Jackie,
You probably want to try TaskAffinity=no. I remember that we had some
weird behavior when we had it set to yes. Task affinity is used to pin
tasks to certain cpus but the cgroup already limits them to the
allocated set of cpus, so it seems redundant.
Ryan
On 06/09/2015 06:51 PM, Jacqueline Scoggins wrote:
cgroup setup and cpuset issues
First round of testing cgroups and noticed that no matter how many
cpus requested (-n x) the users job is only running on one cpu.
Current configuration:
slurm.conf -
SlurmUser=slurm
SlurmdUser=root
SlurmctldPort=6817
SlurmdPort=6818
AuthType=auth/munge
CryptoType=crypto/munge
CompleteWait=0
StateSaveLocation=/tmp
SlurmdSpoolDir=/tmp/slurmd
SlurmctldPidFile=/var/run/slurmctld.pid
SlurmdPidFile=/var/run/slurmd.pid
SwitchType=switch/none
MpiDefault=none
CacheGroups=0
KillOnBadExit=1
JobRequeue=0
ReturnToService=1
TreeWidth=4096
MaxJobCount=100000
*/TaskPlugin=task/cgroup/*
TopologyPlugin=topology/tree
MessageTimeout=60
SlurmctldTimeout=300
SlurmdTimeout=300
InactiveLimit=0
MinJobAge=300
KillWait=30
Waittime=0
SchedulerType=sched/backfill
SchedulerParameters=bf_continue
SelectType=select/cons_res
SelectTypeParameters=CR_CPU_Memory
ProctrackType=proctrack/linuxproc
FastSchedule=0
PriorityType=priority/multifactor
PriorityDecayHalfLife=14-0
PriorityUsageResetPeriod=None
PriorityWeightFairshare=1000000
PriorityWeightQOS=1000000000
PriorityWeightAge=1000
PriorityWeightPartition=0
PriorityWeightJobSize=1000
PriorityMaxAge=06:00:00
PriorityFlags=Ticket_based
SlurmctldDebug=4
SlurmctldLogFile=/local/slurm/log/slurmctld.log
SlurmdDebug=4
SlurmdLogFile=/local/slurm/log/slurmd.log
JobCompType=jobcomp/filetxt
JobCompLoc=/var/spool/slurm/jobs/complete
JobAcctGatherType=jobacct_gather/linux
JobAcctGatherFrequency=10
AccountingStorageType=accounting_storage/slurmdbd
AccountingStorageEnforce=associations,limits,qos
AccountingStorageHost=phoenix.scs.lbl.gov <http://phoenix.scs.lbl.gov>
HealthCheckProgram=/usr/sbin/nhc
HealthCheckInterval=300
NodeName=n0[000-018] NodeAddr=10.0.17.[0-18] CPUs=8 Sockets=2
CoresPerSocket=4 Feature=lr_phi
PartitionName=c_shared Nodes=n0[000-008] Shared=yes
PartitionName=regular Nodes=n0[009-018] Shared=Exclusive
cgroup.conf
CgroupAutomount=yes
CgroupReleaseAgentDir="/etc/slurm/cgroup"
ConstrainCores=yes
TaskAffinity=yes
ConstrainRAMSpace=no
Is there something I am missing.
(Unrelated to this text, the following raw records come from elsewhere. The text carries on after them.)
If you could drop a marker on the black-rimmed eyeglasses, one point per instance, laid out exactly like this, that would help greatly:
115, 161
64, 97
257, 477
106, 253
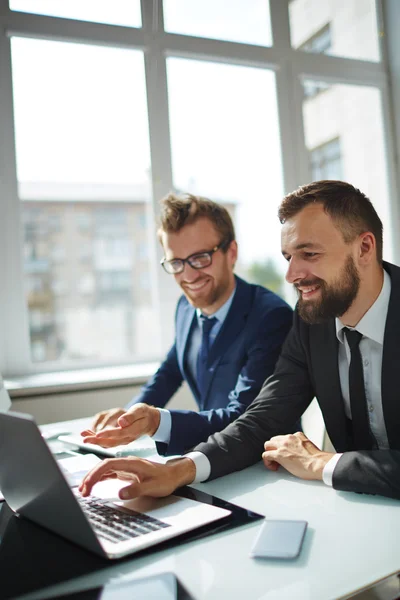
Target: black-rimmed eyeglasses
199, 260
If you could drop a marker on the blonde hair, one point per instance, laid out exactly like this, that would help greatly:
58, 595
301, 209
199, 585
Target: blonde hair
180, 210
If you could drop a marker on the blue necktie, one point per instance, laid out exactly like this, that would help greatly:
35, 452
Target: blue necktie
206, 326
358, 402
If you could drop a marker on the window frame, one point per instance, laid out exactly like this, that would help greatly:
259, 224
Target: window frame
291, 67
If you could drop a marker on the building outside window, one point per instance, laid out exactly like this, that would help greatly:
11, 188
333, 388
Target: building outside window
100, 135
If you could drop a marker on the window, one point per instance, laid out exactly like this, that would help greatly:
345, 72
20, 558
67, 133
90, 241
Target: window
352, 30
117, 12
104, 114
319, 43
83, 165
352, 115
245, 21
326, 161
235, 161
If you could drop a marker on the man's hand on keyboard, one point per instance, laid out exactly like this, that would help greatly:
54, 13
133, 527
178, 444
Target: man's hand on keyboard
145, 478
141, 419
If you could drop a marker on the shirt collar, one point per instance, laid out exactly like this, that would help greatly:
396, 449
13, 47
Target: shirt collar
372, 325
221, 313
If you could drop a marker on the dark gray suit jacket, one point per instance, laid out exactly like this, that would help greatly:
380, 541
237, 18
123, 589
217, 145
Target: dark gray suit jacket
308, 367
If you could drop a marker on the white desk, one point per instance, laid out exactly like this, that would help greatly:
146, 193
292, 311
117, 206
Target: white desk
352, 541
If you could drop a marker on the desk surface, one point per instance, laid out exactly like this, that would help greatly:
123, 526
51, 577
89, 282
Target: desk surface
352, 541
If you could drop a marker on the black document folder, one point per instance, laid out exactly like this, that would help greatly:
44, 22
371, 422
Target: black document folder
32, 558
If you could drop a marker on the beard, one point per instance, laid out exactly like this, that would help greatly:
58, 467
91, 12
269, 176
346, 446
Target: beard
335, 298
216, 291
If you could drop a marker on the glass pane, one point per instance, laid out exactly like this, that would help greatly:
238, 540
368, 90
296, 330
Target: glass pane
225, 145
344, 136
346, 28
244, 21
117, 12
83, 165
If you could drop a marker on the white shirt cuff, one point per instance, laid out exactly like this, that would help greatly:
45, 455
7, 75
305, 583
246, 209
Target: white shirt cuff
327, 473
163, 433
202, 464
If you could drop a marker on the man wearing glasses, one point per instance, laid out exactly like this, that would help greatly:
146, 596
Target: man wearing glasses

I tried it with only TaskAffinity
without ConstrainRAMSpace=no but that did not make any difference.
Slurm version = 14.03.8
OS = SL 6.6
Please advise if I need to configure something else to make it work.
Thanks in advanced for your assistance.
Jackie Scoggins
--
Ryan Cox
Operations Director
Fulton Supercomputing Lab
Brigham Young University